Start out with a folder of randomly selected photos
Use a shortcut to iterate over the folder’s contents and select, say, 20 photos that are in landscape orientation that I can use as desktop background images.
Move the selected photos into a specified directory
I can figure out steps 1 & 3, but am stuck on step 2. It seems there is a file filter that will allow me to filter images, and within that an option to filter by orientation (using ‘up’, ‘down’, ‘left’, ‘right’, etc.). However that doesn’t seem to get me what I want - no matter which option I choose, photos in both portrait and landscape orientations pass through the filter. I haven’t been able to find a way to truly only filter down to landscape-only photos.
Is there an easy solution that I am missing here? This doesn’t seem to be an unsolvable problem, but I’m stumped on options for Step 2.
If you have just one image in the folder, when that is found by Shortcuts, what does it think the orientation is if you just reference that and output it in a show result? Does it change if you then use a ‘get image from input’ action on the file and check the orientation?
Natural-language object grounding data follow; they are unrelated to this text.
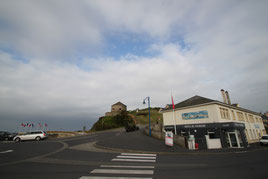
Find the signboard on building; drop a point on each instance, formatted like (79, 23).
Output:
(169, 138)
(195, 115)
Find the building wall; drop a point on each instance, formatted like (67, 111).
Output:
(253, 123)
(254, 127)
(212, 115)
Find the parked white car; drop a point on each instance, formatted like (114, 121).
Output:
(264, 140)
(34, 135)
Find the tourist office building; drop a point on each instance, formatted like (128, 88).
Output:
(214, 124)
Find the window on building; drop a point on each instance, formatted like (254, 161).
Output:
(233, 115)
(246, 117)
(251, 135)
(246, 131)
(211, 135)
(251, 119)
(263, 132)
(224, 113)
(240, 116)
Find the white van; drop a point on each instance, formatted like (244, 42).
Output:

I’m wondering if Shortcuts is checking the property of the file rather than the property of the image that the file represents.
I would normally check it myself but it is late for me and I’m just about to turn in for the night.
Thanks for the suggestion - I was wondering which metadata it might be reading (the file vs. the image) and if that could be a clue, but wasn’t sure how to tell - your suggestion was a good idea. However, while I hadn’t had it set up that way, now I do and it still seeing odd behaviors on my end.
For the moment my flow is set up to loop through the pictures with a step that will open the files in preview that trigger a certain condition. I continue to see pictures in both landscape and portrait orientations that are being opened. I realize that I don’t understand those options (up, down, left, right, mirrored, etc.) - are those supposed to relate to portrait vs. landscape?
This gets the width and height and divides them. If the result is greater than 1, the photo is in landscape. Otherwise, it’s in portrait (or square, but let’s not worry about that for now).
In addition, if you need photos of a specific aspect ratio, you can find the ratio in decimal and use this logic to filter those images out.